Die Zufriedenheit hielt indes nicht lange an, genauer: nur bis zum Mittwochvormittag dieser Woche. Da marschierte auf richterliche Anordnung die „Wirtschafts- und Korruptionsstaatsanwaltschaft“ (WKStA) in der Parteizentrale der ÖVP und gar im Bundeskanzleramt ein. Neben Kanzler Kurz stehen neun weitere Personen im Visier der Behörden. Konkret geht es um den Verdacht der Untreue, Bestechung und Bestechlichkeit.

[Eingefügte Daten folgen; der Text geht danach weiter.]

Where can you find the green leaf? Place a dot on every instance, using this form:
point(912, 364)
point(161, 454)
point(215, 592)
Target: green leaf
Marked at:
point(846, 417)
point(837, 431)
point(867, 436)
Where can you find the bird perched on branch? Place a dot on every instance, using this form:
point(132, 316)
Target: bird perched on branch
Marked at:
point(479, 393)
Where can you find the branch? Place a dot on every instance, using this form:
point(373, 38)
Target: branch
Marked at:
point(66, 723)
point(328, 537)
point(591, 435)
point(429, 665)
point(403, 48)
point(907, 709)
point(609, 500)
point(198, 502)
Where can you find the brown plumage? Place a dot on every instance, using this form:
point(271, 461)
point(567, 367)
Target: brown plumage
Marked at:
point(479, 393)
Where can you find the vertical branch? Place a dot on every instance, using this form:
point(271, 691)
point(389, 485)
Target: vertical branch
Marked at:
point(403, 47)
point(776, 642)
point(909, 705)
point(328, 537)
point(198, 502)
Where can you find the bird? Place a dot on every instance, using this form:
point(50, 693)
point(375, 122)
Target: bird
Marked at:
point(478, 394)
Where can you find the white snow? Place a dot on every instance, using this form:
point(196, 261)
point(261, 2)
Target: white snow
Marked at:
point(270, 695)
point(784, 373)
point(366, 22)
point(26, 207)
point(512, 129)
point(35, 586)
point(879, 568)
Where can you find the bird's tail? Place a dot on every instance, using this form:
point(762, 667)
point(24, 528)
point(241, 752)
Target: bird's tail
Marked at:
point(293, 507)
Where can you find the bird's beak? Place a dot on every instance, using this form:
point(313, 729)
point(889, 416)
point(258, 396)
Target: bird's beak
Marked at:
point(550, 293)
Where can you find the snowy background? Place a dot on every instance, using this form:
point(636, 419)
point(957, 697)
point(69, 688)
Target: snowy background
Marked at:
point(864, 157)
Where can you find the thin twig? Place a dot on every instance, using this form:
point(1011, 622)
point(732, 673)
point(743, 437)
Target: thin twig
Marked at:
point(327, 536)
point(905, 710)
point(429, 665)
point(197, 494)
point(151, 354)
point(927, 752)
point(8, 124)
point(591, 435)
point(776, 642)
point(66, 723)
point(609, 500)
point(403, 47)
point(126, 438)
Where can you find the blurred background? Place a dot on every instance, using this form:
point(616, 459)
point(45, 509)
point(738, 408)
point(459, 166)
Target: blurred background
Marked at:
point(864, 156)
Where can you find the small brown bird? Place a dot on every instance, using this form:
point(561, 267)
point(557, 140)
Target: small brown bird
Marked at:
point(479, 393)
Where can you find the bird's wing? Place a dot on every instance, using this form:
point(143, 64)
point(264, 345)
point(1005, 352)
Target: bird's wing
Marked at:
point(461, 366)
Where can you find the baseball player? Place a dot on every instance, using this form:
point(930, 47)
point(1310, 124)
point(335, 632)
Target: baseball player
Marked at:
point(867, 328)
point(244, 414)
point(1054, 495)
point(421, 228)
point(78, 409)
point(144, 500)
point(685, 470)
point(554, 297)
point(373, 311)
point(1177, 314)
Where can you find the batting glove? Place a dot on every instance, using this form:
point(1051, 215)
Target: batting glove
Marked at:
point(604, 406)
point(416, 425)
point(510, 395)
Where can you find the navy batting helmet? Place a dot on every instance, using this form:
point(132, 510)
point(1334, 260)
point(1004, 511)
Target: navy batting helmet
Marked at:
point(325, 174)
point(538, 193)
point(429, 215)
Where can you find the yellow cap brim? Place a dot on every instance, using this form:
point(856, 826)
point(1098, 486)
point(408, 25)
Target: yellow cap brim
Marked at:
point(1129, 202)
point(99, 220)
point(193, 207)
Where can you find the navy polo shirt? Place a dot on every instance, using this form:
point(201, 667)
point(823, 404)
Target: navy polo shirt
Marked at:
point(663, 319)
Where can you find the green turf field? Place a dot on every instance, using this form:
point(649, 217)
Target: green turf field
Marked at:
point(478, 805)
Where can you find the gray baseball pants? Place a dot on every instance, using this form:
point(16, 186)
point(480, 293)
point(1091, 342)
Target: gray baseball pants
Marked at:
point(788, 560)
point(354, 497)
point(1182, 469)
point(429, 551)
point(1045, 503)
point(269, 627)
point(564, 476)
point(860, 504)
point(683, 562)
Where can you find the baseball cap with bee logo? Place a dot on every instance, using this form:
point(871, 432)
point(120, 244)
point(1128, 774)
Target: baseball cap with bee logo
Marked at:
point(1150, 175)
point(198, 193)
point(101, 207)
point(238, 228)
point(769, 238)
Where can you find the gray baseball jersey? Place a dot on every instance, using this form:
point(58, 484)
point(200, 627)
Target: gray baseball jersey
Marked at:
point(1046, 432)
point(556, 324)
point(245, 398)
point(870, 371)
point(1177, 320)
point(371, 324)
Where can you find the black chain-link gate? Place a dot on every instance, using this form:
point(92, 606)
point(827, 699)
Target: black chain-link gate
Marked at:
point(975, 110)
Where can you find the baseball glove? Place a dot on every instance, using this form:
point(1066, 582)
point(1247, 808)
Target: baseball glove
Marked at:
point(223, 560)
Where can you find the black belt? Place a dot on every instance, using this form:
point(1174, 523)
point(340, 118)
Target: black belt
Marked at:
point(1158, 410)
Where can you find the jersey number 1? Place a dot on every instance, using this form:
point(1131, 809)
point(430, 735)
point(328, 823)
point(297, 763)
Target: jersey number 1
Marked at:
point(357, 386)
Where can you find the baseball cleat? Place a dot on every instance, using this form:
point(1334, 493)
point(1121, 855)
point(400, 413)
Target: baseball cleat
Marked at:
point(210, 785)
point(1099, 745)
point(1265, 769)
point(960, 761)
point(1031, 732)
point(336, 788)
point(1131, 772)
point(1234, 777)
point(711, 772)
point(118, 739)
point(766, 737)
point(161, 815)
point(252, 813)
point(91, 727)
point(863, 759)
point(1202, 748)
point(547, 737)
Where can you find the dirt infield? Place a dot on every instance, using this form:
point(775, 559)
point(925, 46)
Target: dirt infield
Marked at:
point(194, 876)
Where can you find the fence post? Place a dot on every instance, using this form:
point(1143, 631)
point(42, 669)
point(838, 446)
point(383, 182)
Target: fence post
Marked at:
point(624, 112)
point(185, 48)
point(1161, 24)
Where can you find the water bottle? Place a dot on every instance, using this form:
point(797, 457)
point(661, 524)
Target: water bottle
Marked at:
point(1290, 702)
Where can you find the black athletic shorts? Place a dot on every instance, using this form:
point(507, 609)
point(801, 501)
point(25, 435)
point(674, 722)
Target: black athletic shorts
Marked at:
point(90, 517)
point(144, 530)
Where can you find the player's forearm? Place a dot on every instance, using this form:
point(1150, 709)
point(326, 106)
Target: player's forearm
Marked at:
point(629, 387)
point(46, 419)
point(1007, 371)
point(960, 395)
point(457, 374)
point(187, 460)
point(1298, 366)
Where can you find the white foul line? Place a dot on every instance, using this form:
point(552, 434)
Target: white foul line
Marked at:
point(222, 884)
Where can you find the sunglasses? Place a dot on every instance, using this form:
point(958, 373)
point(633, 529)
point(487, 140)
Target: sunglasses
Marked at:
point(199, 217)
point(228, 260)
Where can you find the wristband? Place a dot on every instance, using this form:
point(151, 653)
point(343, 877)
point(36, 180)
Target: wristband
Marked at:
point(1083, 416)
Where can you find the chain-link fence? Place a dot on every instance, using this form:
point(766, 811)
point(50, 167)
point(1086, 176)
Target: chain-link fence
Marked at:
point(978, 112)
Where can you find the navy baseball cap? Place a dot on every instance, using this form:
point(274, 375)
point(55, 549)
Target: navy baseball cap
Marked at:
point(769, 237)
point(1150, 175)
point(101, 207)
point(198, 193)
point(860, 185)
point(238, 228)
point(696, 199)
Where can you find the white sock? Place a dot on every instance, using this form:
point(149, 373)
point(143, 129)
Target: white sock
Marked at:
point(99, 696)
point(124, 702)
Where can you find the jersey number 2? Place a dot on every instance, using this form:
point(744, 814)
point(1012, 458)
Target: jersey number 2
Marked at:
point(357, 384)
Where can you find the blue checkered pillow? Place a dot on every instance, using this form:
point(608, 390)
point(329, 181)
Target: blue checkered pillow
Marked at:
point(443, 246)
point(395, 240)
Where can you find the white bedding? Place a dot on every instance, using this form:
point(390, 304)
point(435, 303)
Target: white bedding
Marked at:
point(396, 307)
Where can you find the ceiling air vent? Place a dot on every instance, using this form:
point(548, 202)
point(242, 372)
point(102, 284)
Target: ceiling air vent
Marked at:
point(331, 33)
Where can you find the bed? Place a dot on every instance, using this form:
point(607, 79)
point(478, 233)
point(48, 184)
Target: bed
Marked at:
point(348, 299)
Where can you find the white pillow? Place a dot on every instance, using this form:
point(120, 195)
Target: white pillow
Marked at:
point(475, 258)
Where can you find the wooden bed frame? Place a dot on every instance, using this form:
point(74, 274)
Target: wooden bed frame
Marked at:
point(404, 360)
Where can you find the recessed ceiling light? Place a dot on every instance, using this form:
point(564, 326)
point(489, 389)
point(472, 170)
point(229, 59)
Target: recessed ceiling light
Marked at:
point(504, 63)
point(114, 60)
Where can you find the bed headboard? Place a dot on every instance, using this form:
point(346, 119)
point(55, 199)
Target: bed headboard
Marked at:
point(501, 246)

Demnach sollen im Jahr 2016 manipulierte Umfragen zugunsten Kurz‘ in österreichischen Medien veröffentlicht worden sein. Damals sei es darum gegangen, ihn gegen seinen parteiinternen Gegner Reinhold Mitterlehner (ÖVP) zu unterstützen. Kurz verdrängte Mitterlehner schließlich von der Parteiführung, sicherte sich so die Kanzlerkandidatur und letztlich die Kanzlerschaft.

Die Rolle der Gebrüder Fellner

Besonders pikant: Als Gegenleistung soll das österreichische Finanzministerium in eben jenen Medien durch das Schalten von Inseraten über Kick-Back-Geschäfte die geschönten Umfragen vergütet haben. Es geht also nicht nur um den Vorwurf der Manipulation der öffentlichen Meinung, sondern auch der Zweckentfremdung von Steuergeldern zu parteipolitischen Zwecken. Besonders im Fokus stehen als angebliche Profiteure die Gebrüder Fellner und die von ihnen gegründete Tageszeitung Österreich.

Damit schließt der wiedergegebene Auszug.